Objective: To carry out a feasibility study for the development of procedures for the objective characterization and grading of solar keratotic skin lesions.
Study design: Imagery from sections of skin shave biopsies from 12 light-skinned individuals were digitized. A minimum of 25 nuclei from a solar keratotic lesion and 25 nuclei from a location in histologically normal appearing skin adjacent to the lesion were recorded for each case. Values of karyometric features were computed, and a discriminant function distinguishing normal nuclei from nuclei exhibiting solar irradiation damage was derived.

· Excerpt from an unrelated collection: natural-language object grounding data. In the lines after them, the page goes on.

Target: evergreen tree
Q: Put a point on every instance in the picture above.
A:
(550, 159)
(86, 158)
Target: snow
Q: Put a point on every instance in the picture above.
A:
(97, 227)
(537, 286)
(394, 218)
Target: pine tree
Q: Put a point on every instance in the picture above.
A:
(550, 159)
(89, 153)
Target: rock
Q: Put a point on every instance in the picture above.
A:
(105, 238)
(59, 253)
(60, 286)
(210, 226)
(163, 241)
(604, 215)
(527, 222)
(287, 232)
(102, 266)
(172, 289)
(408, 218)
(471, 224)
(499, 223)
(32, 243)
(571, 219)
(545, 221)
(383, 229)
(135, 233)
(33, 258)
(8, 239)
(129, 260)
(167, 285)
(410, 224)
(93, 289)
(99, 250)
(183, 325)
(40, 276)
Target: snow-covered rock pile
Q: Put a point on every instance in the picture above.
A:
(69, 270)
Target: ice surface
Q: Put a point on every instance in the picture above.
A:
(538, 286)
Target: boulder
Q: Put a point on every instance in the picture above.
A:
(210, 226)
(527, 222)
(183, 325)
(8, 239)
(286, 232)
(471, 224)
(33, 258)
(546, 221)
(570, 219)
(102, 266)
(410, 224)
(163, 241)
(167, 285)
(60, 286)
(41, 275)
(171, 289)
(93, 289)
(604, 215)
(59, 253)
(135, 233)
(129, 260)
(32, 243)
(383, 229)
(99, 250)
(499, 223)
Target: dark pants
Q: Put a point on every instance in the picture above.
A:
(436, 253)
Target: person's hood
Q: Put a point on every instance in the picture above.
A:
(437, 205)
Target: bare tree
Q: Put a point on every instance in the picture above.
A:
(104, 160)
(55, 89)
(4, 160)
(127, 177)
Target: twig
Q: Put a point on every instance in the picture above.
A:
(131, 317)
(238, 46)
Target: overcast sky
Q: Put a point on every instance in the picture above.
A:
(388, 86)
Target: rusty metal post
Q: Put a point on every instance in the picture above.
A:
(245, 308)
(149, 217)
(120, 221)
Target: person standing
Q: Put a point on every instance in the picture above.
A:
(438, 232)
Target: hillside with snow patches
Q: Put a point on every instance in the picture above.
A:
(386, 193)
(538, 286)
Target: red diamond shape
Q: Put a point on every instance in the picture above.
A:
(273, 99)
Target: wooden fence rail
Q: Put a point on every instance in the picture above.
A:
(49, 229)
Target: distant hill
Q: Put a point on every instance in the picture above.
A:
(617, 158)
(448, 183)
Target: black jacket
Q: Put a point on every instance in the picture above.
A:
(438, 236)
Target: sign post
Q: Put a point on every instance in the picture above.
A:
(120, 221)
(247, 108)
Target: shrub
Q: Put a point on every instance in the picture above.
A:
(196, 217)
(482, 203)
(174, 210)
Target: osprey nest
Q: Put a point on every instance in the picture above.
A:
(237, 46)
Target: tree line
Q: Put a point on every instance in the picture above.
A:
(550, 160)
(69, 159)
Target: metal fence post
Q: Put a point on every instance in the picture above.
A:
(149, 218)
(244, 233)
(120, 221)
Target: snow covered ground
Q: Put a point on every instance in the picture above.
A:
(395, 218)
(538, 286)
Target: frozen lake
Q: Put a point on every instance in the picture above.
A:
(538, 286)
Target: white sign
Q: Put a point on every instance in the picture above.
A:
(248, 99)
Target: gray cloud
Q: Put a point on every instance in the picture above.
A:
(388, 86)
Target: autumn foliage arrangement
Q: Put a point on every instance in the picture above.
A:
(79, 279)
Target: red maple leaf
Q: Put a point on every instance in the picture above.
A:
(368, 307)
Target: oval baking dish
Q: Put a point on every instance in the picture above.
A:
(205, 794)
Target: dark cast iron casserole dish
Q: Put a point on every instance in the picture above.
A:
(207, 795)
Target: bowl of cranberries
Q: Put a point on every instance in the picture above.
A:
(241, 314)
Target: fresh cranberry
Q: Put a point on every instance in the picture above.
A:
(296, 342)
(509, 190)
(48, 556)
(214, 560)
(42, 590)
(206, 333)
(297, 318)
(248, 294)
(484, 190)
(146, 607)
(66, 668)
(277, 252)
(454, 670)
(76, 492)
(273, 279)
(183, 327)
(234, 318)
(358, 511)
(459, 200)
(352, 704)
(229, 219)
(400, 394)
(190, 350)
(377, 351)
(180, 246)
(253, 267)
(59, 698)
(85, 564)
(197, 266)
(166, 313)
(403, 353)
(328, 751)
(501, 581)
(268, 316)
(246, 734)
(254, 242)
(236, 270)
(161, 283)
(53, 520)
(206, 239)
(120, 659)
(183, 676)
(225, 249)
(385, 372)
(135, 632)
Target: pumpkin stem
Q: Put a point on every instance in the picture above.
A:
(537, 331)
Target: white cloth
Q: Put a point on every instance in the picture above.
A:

Results: Approximately 50% of nuclei in solar keratotic lesions were markedly affected by solar irradiation, but even in biopsies from histologically normal appearing skin, 3-30% of nuclei showed signs of such damage. Nuclei from solar keratotic lesions exhibiting such damage had numerous morphometric and karyometric features commonly found in malignant cells. The state of progression of a solar keratotic lesion can be graded by a plot of proportion of nuclei exhibiting solar damage versus the average discriminant function score of the most affected nuclei. This plot provides a monotonically rising progression curve and a numeric grading score.
Conclusion: Karyometry of nuclei from skin biopsies allows objective assessment of the progression of solar keratotic lesions. Similarity of feature values in nuclei from solar keratotic lesions to those in malignant lesions was noted. The progression curve derived in this study could serve to measure the efficacy of chemopreventive or therapeutic intervention.